Teams that expect to win come in different shapes and sizes in terms of payrolls and financial might so another tack to analyze spending is through the prism of franchise wealth. Instead of separating teams by wins, I divided teams into three groups depending on their franchise value at Forbes. For the top group, I set the cutoff at $3 billion, so only the Yankees, Dodgers, Red Sox, Cubs, and Giants are included. In the middle, I put the 11 teams with values from $1.5 billion to $2.3 billion, with the lowest group comprising the 14 teams with franchise values from $1 billion to $1.35 billion. While the groups are different in number, the total franchise values are pretty close together.
Here’s how those groups have spent over the last three offseasons:
|Franchise Value||Teams||Players||Dollars||$/WAR (2018-2020)|
|$3B+||15||40||$1075 M||$8.9 M|
|$1.5 B-$2.3 B||33||110||$2520 M||$8.7 M|
|$1.5 B-||42||96||$1463 M||$8.3 M|
We can argue about whether the small-market teams need to spend less and be more efficient, but the table above suggests that they don’t and they aren’t. Whatever financial might the most valuable teams in baseball have, it doesn’t look like they’ve been using it in the free agent market. The smaller-market teams are spending less per contract, but in terms of projected production, they get pretty close to the same thing as the biggest teams in the sport. Now, we’ll add a column that includes this offseason only:
|Franchise Value||Teams||Players||Dollars||$/WAR (2018-2020)||2020 Only|
|$3B+||15||40||$1075 M||$8.9 M||$8.6 M|
|$1.5 B-$2.3 B||33||110||$2520 M||$8.7 M||$9.3 M|
|$1.5 B-||42||96||$1463 M||$8.3 M||$9.3 M|
For the upper echelon, the spending consists almost entirely of Gerrit Cole, with the rest of the big-money teams sitting out free agency. We see the middle class of teams spending more for a win, but then we also see the smaller-markets doing the same. It’s possible to see this as a desirable result with all the teams spending the same for a win, but it is a little odd to see the lack of competition. If there were full revenue sharing, then this might make some sense, but the higher-revenue clubs are making a lot more money than those in smaller markets and simply opting not to spend like it.
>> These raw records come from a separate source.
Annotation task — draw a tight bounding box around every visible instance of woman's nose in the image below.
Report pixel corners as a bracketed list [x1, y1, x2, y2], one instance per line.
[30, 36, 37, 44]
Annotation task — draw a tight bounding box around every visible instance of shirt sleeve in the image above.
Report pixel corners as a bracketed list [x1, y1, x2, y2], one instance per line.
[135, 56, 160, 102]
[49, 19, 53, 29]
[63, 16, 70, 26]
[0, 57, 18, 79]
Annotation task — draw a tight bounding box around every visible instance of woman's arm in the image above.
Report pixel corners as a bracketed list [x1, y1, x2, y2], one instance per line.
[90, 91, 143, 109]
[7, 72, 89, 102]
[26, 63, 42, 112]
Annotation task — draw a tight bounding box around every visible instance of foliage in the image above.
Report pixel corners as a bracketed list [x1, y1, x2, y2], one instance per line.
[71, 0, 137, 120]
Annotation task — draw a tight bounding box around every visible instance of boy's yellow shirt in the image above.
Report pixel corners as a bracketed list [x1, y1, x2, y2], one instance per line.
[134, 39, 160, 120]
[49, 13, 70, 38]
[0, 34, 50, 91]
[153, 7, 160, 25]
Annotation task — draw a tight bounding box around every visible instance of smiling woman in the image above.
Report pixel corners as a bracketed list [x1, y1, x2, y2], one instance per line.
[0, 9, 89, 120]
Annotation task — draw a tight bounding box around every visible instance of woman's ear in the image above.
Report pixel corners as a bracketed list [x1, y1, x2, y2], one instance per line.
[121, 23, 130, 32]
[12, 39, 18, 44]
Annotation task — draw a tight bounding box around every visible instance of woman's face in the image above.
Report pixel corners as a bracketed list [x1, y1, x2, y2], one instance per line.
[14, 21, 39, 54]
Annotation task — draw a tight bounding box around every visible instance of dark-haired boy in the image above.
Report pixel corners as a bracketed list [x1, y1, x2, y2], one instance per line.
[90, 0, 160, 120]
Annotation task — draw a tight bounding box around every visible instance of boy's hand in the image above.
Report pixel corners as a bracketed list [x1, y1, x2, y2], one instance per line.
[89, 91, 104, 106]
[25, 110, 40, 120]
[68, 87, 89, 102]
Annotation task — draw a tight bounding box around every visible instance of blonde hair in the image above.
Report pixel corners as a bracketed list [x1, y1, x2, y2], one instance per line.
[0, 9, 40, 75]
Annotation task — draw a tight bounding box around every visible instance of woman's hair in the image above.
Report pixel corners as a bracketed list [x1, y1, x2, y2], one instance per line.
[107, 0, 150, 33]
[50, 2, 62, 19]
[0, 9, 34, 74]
We’ve seen many of the richest franchises cry poor over the last few years, and it looks like this offseason some teams closer to the middle are beginning to step up. Because the competition is so staggered, we’ve seen what it looks like with very few teams in on the bidding at all after 2017 and 2018, and we’ve seen what it looks like with a rising middle group this offseason, but payrolls have remained static because everyone has been acting the same no matter how much money their franchise is worth and no matter where they are on the win curve. Competition breeds excitement and that’s good for the game. It’s been lacking the last few seasons and this offseason brings some hope for the upcoming year, but the possibility remains that the decent offseason this year is just an anomaly and we’ll go back to the dullness of previous winters a year from now.